De entre esses temas, podemos exemplificar:
  • a crise das instituições da democracia formal e as formas práticas da democracia participada;
  • o papel do Estado e da sua política económica na estratégia do desenvolvimento e da justiça social;
  • a união europeia e os seus actuais vícios, a correcção das limitações derivadas da UEM;
  • a sociedade a duas velocidades: a terciarização e enriquecimento de alguns sectores, com aumento das exclusões, nomeadamente de jovens, desempregados, trabalhadores não qualificados e reformados;
  • a crise das cidades: a massificação urbana, o défice de qualidade de vida, o problema dos lazeres, as relações comunitárias;
  • o racismo e a xenofobia, o “Estado fortaleza”, a integração dos emigrantes; e, à escala internacional, as relações Norte-Sul e a Nova Ordem Mundial;
  • a crise da segurança social, do sistema público de saúde e, em geral, do Estado-providência;
  • os novos desafios à educação e formação profissional: polivalência e flexibilidade, mudanças tecnológicas rápidas e dos perfis profissionais, mobilidade de emprego;
  • a insegurança, a marginalidade e a droga;
  • a asfixia do sector primário: a necessidade de novos padrões da vida rural.
  • as questões da defesa, incluindo o tipo e missão das forças armadas e o serviço militar.

As iniciativas

Contrariamente ao que acontecia com a situação de partido, não se espera de uma associação a intervenção política no dia a dia.
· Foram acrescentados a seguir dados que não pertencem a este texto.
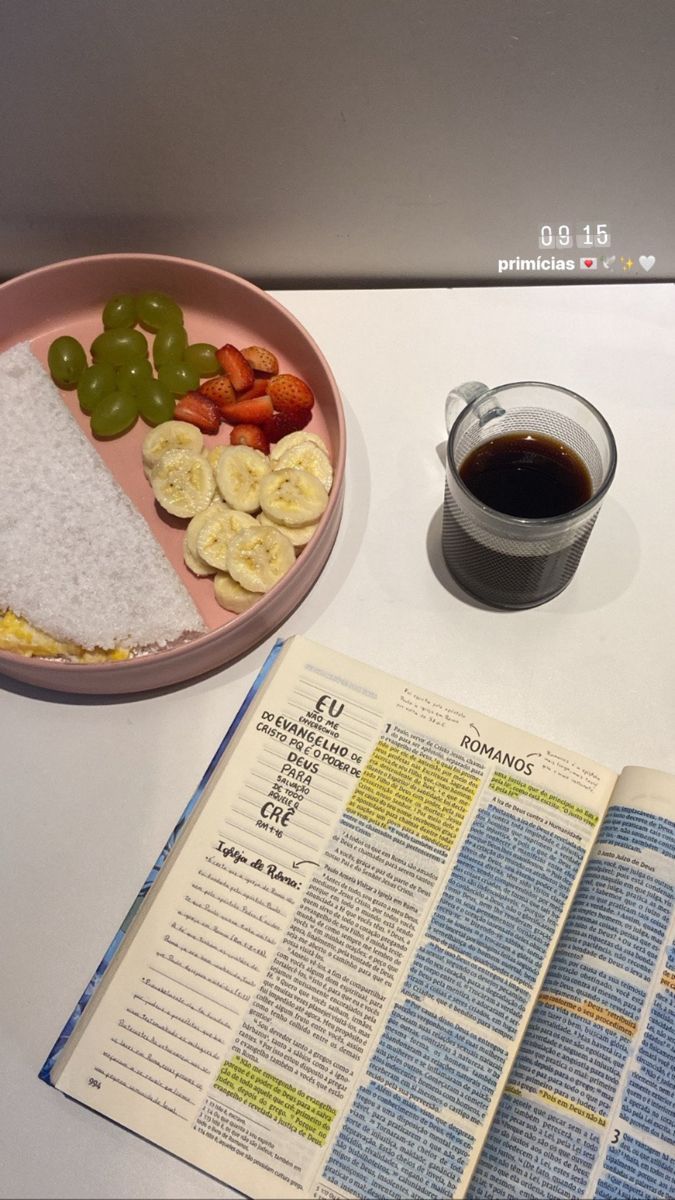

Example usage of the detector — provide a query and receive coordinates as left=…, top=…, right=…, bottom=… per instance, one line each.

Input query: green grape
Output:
left=136, top=379, right=175, bottom=425
left=110, top=359, right=153, bottom=396
left=183, top=342, right=221, bottom=378
left=103, top=292, right=136, bottom=329
left=153, top=324, right=187, bottom=367
left=136, top=292, right=183, bottom=334
left=47, top=334, right=86, bottom=388
left=77, top=362, right=115, bottom=413
left=157, top=362, right=199, bottom=396
left=91, top=329, right=148, bottom=367
left=91, top=391, right=138, bottom=438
As tomadas de posição devem concentrar-se em questões de interesse nacional (sem prejuizo das tomadas de posição dos núcleos locais, no seu âmbito de intervenção) e devem ser tomadas com isenção, sem as peias naturais nos partidos políticos, isto é, devem ser livres de condicionalismos de conjuntura, tácticos ou eleitorais (por exemplo, à luz da polarização governo-oposição). Esta é também uma vantagem considerável da passagem de partido a associação, e vai ao encontro do espírito de rigor do colectivo MDP.

A lista de temas de intervenção, como exemplificada acima, é grande e forçosamente muito mais vasta que a nossa capacidade para os abordar. As escolhas concretas dependerão dos meios, oportunidades de colaboração e, sempre que possível, ligação a problemas concretos do momento e impacto mediático. A forma prática de abordagem é variável, a decidir em cada caso: debates privados ou públicos, comunicados de imprensa, textos a entregar a entidades ou organizações, petições, etc.

A perspectiva de revitalização interna e consolidação é prioritária, como condição necessária para o sucesso político da Associação. Como referido, são muito relevantes os componentes afectivos no “colectivo MDP”. Por isto, e para consolidação interna, as iniciativas devem incluir, sempre que possível, um carácter convivial. Por outro lado, será necessário contemplar a diversidade de interesses e experiências dos membros da Associação, diversificando o tipo de iniciativas e evitando sempre o risco de uma intervenção centralizada e “de cúpula” que esvazie os núcleos locais e dispersos. Esta preocupação de descentralização conferirá também uma perspectiva diversificada e local a todas as tomadas de posição da associação sobre problemas nacionais.

As iniciativas não podem deixar de ser modestas nos meios, com necessidade de se obter a colaboração de pessoas estranhas à Associação. As limitações práticas e economia de meios obrigam também a dar a maior importância à nossa participação e afirmação em iniciativas da responsabilidade de outras organizações.